Back last May, I initiated a blog mechanism that I called “What We’re Reading Now”, which I hoped would give me a basis for more regular, if shorter posts. That didn’t work the way that I had hoped, for two reasons.
I decided that don’t like the bundling of individual posts, for one thing, once I had a chance to see the bundles in action. Each post loses it’s identity in these bundles, especially the separate tags and categories that help people to find my posts on the web, and help them at least to search the blog for posts on specific topics. That’s why I have gone back and dismantled the confinement of “What We’re Reading Now,” releasing the individual posts to stand on their own, jiggered to keep the same May posting dates (a wonderful feature of WordPress, I might add).
The other failure of this ruse is that it didn’t facilitate more regular posts. As I shared in the “I’m back” post last May, I tend to approach my blog as a scholarly outlet, with the goal of being factually correct and at least reasonably thoughtful about the ideas I put forth. They will be my ideas, for sure, but they will have been self-edited to at least be more than idle rants. That takes time, and my life as a full-time professor doesn’t leave much of it available.

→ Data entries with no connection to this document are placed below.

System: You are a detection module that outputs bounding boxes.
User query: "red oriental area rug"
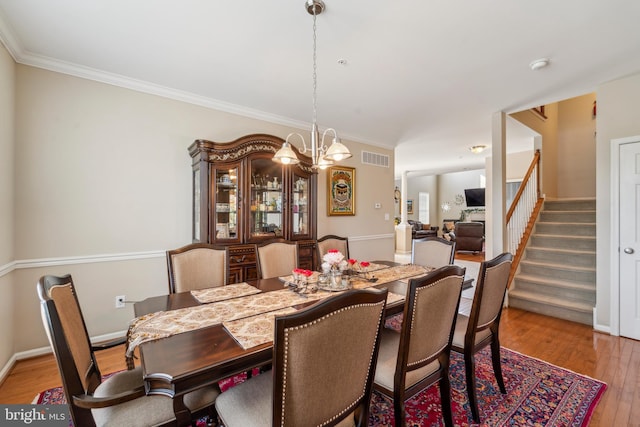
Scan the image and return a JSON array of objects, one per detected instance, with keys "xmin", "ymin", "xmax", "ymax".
[{"xmin": 34, "ymin": 320, "xmax": 607, "ymax": 427}]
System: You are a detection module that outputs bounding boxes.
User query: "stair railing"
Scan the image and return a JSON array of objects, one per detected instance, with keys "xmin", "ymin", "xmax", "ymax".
[{"xmin": 506, "ymin": 150, "xmax": 543, "ymax": 285}]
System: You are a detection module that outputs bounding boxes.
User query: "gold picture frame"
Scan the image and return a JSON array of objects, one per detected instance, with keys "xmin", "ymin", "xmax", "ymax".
[
  {"xmin": 407, "ymin": 199, "xmax": 413, "ymax": 214},
  {"xmin": 327, "ymin": 166, "xmax": 356, "ymax": 216}
]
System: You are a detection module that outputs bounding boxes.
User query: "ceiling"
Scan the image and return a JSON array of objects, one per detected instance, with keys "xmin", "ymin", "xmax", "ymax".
[{"xmin": 0, "ymin": 0, "xmax": 640, "ymax": 174}]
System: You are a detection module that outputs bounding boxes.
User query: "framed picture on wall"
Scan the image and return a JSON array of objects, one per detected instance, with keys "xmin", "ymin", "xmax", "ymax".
[
  {"xmin": 407, "ymin": 199, "xmax": 413, "ymax": 214},
  {"xmin": 327, "ymin": 166, "xmax": 356, "ymax": 216}
]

Paul Raeburn at Knight Science Journalism Tracker had an inspiring essay over the summer about compulsiveness in blogging that touches on this very topic. The focus of the essay was a response to, and an analysis of, a post by Smithsonian Magazine blogger David Schultz, who endeavors to write his blog posts quickly, “in an hour,” in part by curating other people’s posts and in part by forgoing deep analysis in favor of turnaround. Paul offered respect for the approach, especially when it involves thorough attribution to the work being curated, but also seemed to find speed-writing more challenging personally. I posted a comment to Paul’s post, which I offer here:
The example you give of short posts from NOVA Next reminds me of what some non-science outlets like The Dish do, namely, a lot of curating. As de Chant says, and not in a self-serving way, I think, there is honesty in citing, but then passing through, entire chunks of another writer’s ideas. Certainly, in the case of The Dish, there is no missing Andrew Sullivan’s philosophy lurking behind every curation, so the pieces selected come to represent the blog as a whole, and sometimes even a common theme (e.g., the recent posts on neuroscience). They each are small contributions, perhaps, but useful, nonetheless. That said, I am grateful that “thinkers” like you and your colleagues at the Tracker take the necessary time to flesh out and more thoroughly consider the nuances of a story, no matter the length of the piece.
Thus, I share Paul’s conclusion that there is a place in the science blogosphere for curation, as well as his personal experience that this often goes against the grain of one’s own tendency to want to accomplish more. As for my own writing, I am still searching for the sweet spot.